You're not alone: 23 million Americans suffer from migraines. Women are more vulnerable than men, probably because of hormonal triggers. One study found that 41 percent of women undergoing hysterectomies had a history of migraines.
Several supplements have been shown to help migraines, and their side effects are nonexistent or mild. The most potent is the herb feverfew. A 1988 study in The Lancet took the medical community by surprise: researchers found that feverfew reduced migraine occurrences by 25 percent. I tell migraine sufferers to take 1,000 milligrams of the herb daily, standardized to 0.2 percent pathenolide, feverfew's active ingredient.
Magnesium may also help; it dilates blood vessels that can become painfully constricted during migraines. One study showed that a magnesium injection stops migraines within 20 minutes. There are virtually no side effects. In severe cases I give a magnesium injection and then recommend daily oral supplements of 500 milligrams to prevent further attacks.
For the past 20 years I've suffered from chronic sinus congestion. Eight years of allergy shots did almost nothing for me, so I take a decongestant every day. If I skip even a day, though, I feel awful. It worries me that I'm so dependent on medicine, but I work full time and have two teenaged children, so I don't have time to feel ill. Can you help me?
Chronic sinusitis, or sinus inflammation, is very common, and it's important to determine whether it is due to allergies, infection, or both. Infection often reveals itself through a mildly elevated white blood cell count and tenderness in the sinus. An X-ray will confirm that the sinusitis is due to an infection; if that's the problem, a month or more of antibiotic treatment may be required for a long-standing case.
If your congestion is due to allergies, shots won't help unless you reduce exposure to the triggering allergen. For instance, if you are allergic to molds and are exposed to them daily, the allergy shot will only compound your problem.
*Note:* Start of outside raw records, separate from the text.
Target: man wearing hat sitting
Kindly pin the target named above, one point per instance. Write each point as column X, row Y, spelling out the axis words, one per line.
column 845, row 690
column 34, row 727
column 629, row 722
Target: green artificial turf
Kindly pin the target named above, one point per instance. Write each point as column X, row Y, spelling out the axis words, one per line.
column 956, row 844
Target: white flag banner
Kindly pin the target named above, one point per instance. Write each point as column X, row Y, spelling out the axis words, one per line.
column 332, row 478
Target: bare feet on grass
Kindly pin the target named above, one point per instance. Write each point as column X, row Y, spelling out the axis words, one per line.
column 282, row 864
This is true of pollens, dust mites, and foods as well. It would be a good idea to get tested for allergies to all of these triggers, and then to eliminate them from your daily life as much as possible.
Molds can be a powerful trigger of chronic sinus problems, so I recommend that you test your home for them. One patient of mine, a 42-year-old writer, had a house in upstate New York surrounded by woods. As soon as he moved in, his sinus congestion worsened, and he became dependent on medicine, just like you. The house was damp and turned out to have a leaky, moldy roof. His condition improved once he fixed the roof and bought a dehumidifier.
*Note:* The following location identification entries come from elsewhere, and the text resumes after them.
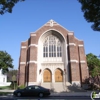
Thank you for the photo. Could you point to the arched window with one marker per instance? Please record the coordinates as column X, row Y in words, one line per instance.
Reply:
column 52, row 47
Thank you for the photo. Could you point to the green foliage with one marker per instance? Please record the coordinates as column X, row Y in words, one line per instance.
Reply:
column 7, row 5
column 13, row 85
column 93, row 64
column 10, row 74
column 4, row 87
column 5, row 61
column 4, row 93
column 21, row 86
column 91, row 10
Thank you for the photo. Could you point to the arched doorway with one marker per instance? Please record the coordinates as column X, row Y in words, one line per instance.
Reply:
column 47, row 76
column 58, row 75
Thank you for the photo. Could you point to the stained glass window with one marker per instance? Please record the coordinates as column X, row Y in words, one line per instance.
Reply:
column 52, row 47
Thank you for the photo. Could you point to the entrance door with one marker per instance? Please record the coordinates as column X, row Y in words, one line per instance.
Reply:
column 47, row 77
column 58, row 75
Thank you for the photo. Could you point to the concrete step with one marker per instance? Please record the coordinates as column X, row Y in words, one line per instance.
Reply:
column 55, row 87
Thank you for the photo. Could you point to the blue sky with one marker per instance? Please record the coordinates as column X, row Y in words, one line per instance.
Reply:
column 30, row 15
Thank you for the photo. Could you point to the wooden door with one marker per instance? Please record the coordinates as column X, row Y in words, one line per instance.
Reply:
column 58, row 75
column 47, row 76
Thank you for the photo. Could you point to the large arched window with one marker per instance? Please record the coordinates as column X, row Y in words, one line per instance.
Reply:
column 52, row 47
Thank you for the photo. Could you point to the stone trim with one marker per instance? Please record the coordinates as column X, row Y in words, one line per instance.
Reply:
column 22, row 62
column 72, row 44
column 33, row 45
column 23, row 47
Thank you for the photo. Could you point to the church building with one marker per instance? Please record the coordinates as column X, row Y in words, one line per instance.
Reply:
column 52, row 54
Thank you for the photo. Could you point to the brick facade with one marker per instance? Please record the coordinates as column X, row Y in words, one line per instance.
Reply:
column 29, row 55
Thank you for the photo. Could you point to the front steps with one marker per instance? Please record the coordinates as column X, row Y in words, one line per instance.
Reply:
column 62, row 87
column 56, row 87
Vitamin C and the herb stinging nettle may also improve your condition. Both are natural antihistamines that help prevent allergic reactions. Vitamin C is a powerful immune booster as well, which is a benefit if your congestion stems from an infection.
I'm 38 years old and experiencing joint pain in my hands and thumbs, which is especially worrisome because I work as a massage therapist. My doctor says I have the early signs of arthritis and he recommends physical therapy and Mortin. Are there any natural approaches I should consider?
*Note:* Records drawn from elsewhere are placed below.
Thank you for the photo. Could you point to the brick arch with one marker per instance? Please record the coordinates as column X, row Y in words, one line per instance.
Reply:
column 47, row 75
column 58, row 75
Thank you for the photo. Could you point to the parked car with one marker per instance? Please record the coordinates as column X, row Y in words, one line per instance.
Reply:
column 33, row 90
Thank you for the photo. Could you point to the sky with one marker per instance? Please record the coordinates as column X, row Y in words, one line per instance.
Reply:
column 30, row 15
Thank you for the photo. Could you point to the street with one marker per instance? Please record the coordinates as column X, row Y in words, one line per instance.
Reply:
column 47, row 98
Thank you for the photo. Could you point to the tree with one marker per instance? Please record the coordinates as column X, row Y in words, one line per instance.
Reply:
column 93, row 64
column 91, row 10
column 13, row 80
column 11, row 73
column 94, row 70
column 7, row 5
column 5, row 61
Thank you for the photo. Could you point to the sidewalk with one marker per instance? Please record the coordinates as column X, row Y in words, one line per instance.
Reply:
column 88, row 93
Natural remedies can be very effective against joint pain. First of all, there is a documented connection between rheumatoid arthritis—an autoimmune disease in which the body attacks its own joints—and low levels of vitamin E and beta carotene. These nutrients, moreover, are crucial in the fight against free radical damage, which is also implicated in arthritis. You can have your vitamin levels checked to see if they are low.
Another exciting supplement, glucosamine sulfate, seems to be very effective against arthritis—particularly osteoarthritis, a wearing down of the cartilage that can occur with age. This supplement is a cartilage extract that seems to reverse inflammation and to stimulate and rebuild damaged cartilage in the joints. Generally I prescribe three doses daily of 500 milligrams each. I have seen it work in nearly two thirds of my arthritic patients.